Wednesday, October 06, 2004

reflecting...reflecting...? REFLECTING!!!!

I've had to leave off blogging for while. My latest trip into reflecting (more about that in a moment) took me away from the computer to an intensive workshop on Undefended Love (see the review on this site). While I was there processing and being processed ... I asked myself ...repeatedly "Why do you do this to yourself?" I woke up at 3AM on Sunday morning after a really restless sleep with the answer. In my dream I was angrily polishing a mirror. I lay there for the next few hours until it was time to get up praying to go back to sleep. I had only two books with me (on purpose), Undefended Love and The Purpose Driven Life. Needless to say I had had quite enough of the Love one and was rapidly reaching my level of tolerance for the Purpose Driven Life. I'm trying REALLY hard but all of the satan, evil, temptation, sin, struggle, suffering and pain is getting to me. I gotta tell you I don't get the appeal of this religion!

I thought it would get easier when I started the section on identifying with Jesus/becoming more Christ-like ... but that is when the pain and suffering and sin got really heavy. Before it was just happiness deferred now it's hard core pre-ordained and to use Rick Warren's term "Father-filtered" pain and suffering.
Then it hit me ... polishing the mirror! REFLECTING! What I'm doing, what we're all doing in in our own way, whether in relationships, professional life, family, even stopping by Save-On (hmmmm? I never thought of writing that before...Is that how it looks on the sign?) anyway ...I'm just a mirror for that Christ quality that Rick is talking about and everything I do, and every interaction, every thought, ... is just polishing the mirror.

The first mature spiritual book I ever read at 18 was Thomas a Kempis The Imitation of Christ. I still refer to my battered copy from time to time and never fail to be caught there by something. What am I trying to tell you here? Whether I'm a Buddhist, a Christian, a Catholic, a Moslem or a Jew, in whatever manner I approach life, I'm never doing anything more than polishing the mirror that reflects my idea of God back to the world. I say my idea of God and I mean my idea of myself ... and just like clean up around the house there is always more to be done. In the very act of living those mirrors get spotted and cloudy and collect grunge from just about everywhere ... and like it or not I just go back to polishing. Call the polishing sin, temptation, struggle ... hell ... call it consciousness, it doesn't change the fact that when I look in the mirror what I see is what I think I recognize as me ... and what is there to be revealed is more of God.

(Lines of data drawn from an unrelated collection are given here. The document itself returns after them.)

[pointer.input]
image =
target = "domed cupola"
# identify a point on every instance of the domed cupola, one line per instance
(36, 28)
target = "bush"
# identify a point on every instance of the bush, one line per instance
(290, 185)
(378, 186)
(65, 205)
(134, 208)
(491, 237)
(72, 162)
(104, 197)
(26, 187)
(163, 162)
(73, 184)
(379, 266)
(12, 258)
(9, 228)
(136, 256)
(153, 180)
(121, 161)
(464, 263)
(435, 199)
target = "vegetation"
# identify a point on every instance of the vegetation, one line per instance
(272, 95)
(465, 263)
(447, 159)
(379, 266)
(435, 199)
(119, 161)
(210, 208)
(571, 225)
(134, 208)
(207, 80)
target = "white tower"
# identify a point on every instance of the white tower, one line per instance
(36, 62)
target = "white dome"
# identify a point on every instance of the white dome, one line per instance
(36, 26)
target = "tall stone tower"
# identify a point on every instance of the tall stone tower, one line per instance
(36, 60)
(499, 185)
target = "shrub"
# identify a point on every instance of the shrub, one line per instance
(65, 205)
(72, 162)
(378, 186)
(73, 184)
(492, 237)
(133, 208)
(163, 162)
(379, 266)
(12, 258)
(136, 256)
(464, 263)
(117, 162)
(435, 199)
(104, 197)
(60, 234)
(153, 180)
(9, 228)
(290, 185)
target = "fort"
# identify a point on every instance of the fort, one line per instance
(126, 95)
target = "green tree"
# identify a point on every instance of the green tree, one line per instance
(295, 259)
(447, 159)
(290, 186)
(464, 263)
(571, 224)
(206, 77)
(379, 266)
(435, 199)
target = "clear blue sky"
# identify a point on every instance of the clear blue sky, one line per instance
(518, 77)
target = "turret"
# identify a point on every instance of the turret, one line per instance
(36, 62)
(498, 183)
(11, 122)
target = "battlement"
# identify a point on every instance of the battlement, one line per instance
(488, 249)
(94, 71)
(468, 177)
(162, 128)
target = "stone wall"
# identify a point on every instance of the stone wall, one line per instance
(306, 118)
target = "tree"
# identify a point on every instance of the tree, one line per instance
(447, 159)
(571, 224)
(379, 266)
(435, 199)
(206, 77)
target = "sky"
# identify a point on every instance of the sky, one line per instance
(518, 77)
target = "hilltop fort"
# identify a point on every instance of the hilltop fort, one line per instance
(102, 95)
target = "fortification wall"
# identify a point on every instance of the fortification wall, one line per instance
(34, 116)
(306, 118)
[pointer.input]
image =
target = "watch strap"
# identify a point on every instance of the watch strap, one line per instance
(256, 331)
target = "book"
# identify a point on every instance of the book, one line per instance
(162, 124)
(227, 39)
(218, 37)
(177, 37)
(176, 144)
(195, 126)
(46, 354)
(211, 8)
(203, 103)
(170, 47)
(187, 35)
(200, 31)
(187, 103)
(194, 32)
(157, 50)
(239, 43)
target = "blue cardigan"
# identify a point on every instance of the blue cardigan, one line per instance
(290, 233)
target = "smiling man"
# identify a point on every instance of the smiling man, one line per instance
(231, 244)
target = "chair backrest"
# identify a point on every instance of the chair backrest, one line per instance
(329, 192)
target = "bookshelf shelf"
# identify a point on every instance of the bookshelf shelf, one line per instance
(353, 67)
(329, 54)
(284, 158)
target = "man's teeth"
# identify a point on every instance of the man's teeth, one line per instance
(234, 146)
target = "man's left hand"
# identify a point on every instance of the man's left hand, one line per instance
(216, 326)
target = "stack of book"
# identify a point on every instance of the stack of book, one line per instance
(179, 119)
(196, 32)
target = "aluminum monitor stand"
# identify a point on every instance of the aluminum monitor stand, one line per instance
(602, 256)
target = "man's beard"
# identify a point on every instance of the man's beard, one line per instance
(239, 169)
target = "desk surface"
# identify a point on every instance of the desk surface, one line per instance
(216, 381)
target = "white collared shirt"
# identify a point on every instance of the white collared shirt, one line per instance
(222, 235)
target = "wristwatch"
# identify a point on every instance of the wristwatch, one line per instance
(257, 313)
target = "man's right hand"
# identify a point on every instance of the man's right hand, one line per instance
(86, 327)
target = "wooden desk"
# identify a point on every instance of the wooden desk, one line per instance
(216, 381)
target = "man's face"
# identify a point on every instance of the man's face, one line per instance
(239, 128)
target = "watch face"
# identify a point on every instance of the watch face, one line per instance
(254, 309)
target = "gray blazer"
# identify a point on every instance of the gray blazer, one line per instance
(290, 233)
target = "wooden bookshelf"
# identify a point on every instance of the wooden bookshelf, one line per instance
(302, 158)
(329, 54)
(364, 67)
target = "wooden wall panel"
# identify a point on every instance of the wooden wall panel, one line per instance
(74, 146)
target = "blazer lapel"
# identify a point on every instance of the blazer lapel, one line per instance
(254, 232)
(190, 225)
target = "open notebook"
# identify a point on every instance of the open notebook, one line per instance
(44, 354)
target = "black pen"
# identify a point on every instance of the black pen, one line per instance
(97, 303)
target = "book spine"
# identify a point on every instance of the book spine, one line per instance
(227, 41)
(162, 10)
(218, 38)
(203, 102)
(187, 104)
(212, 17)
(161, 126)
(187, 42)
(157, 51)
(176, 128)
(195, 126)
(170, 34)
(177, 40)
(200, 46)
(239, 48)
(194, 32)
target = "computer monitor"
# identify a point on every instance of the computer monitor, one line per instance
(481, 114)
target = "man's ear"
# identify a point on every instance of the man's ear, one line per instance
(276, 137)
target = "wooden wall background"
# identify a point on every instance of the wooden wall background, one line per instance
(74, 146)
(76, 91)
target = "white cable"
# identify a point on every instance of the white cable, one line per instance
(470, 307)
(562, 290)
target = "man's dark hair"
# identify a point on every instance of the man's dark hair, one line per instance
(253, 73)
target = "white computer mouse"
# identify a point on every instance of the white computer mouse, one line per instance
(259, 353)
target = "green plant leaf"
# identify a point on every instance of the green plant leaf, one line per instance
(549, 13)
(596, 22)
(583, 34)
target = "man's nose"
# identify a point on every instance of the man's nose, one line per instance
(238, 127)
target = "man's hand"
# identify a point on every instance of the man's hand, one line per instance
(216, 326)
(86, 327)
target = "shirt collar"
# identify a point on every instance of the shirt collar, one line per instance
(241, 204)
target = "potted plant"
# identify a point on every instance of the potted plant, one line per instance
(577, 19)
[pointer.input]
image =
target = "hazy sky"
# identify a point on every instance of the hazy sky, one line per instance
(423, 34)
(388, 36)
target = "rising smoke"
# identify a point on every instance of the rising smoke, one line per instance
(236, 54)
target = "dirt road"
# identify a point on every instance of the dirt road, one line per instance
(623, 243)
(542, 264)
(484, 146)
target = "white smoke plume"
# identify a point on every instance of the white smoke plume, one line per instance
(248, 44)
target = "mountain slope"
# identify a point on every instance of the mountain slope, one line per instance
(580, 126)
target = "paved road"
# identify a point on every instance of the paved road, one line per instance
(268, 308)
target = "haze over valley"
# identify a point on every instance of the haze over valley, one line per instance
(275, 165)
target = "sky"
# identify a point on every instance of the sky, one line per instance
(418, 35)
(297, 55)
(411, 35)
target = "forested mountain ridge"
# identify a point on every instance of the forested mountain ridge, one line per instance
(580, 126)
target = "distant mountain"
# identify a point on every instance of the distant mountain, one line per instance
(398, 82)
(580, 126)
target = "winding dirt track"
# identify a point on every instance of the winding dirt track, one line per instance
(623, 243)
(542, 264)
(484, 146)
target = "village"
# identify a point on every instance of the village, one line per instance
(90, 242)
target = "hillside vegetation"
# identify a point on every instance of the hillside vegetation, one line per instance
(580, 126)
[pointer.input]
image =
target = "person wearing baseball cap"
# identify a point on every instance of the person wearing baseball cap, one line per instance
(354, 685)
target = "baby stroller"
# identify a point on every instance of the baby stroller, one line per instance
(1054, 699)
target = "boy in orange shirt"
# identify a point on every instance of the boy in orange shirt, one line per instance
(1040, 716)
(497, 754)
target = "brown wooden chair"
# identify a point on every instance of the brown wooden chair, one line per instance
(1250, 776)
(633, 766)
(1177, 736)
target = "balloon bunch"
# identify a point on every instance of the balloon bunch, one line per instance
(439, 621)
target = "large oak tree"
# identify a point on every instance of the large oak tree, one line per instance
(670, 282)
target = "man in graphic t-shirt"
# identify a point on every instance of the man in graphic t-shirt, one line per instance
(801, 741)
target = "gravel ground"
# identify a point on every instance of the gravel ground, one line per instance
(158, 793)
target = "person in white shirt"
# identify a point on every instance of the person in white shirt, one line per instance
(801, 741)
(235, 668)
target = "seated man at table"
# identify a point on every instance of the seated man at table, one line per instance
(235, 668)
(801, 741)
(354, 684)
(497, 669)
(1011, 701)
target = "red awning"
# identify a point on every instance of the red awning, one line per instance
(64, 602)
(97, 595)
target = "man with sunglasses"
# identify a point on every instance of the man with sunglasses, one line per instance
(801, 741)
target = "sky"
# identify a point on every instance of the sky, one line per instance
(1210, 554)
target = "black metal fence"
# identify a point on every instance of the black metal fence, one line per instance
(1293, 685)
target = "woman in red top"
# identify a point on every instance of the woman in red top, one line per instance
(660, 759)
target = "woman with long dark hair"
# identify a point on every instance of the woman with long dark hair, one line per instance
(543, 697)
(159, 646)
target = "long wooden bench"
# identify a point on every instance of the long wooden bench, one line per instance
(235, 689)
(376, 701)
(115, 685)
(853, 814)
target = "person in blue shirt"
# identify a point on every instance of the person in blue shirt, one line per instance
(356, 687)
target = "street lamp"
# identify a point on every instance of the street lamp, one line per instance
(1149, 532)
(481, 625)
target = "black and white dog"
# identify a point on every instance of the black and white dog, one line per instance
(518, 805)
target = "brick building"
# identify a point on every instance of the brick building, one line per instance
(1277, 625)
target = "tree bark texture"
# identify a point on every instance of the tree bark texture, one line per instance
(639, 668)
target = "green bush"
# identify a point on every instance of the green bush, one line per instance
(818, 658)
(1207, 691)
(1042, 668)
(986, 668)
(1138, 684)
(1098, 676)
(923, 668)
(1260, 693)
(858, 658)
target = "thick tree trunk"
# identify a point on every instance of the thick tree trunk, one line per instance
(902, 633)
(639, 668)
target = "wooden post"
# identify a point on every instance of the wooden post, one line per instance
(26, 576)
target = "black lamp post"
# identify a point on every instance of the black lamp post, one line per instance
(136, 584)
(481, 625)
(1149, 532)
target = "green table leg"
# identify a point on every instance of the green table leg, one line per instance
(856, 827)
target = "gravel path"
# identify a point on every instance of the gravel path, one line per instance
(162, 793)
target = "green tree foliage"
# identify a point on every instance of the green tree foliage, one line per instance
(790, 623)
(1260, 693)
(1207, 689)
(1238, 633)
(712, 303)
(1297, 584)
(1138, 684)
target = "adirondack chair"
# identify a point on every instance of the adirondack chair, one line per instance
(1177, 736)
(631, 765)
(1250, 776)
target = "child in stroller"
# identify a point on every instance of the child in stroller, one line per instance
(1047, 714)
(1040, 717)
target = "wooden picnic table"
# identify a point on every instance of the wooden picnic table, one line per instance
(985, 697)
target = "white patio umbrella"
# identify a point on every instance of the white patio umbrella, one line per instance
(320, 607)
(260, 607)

People ask me to articulate my vision for CPL. I do ... ALL the time. And like most of my/our communication is it everywhere, hanging in the air in the space between the words, hidden in the middle of a sentence in a newsletter, or on the webpage under ...About us. It's in the glance that I give you from the podium on a Sunday when I catch your eye or the hug in the Social Centre. It's hanging in the air as I take a breath before I tell you ... "Welcome to the Centre for Positive Living". Mostly, it is in the polishing of the mirror so that the reflecting REALLY takes place. Can I truly live as grand and faithful and beautifully as I know I've been called to? Rick Warren says "You'll never know God is all you need until God is all you've got."
POLISHING time!!!!
You'll never know God is all you need until you KNOW God is all you've got. Right now ... keep polishing ... Confucius said that if by time time you're 50 you've spent your life taking your armour off (polishing the mirror) then you've established a pattern in mind for the rest of your life, you wont be able to stop. If by 50 you've become really good at keeping the armour on ... well ... you get the picture. Wanna know my vision for CPL? You just got it! Namaste!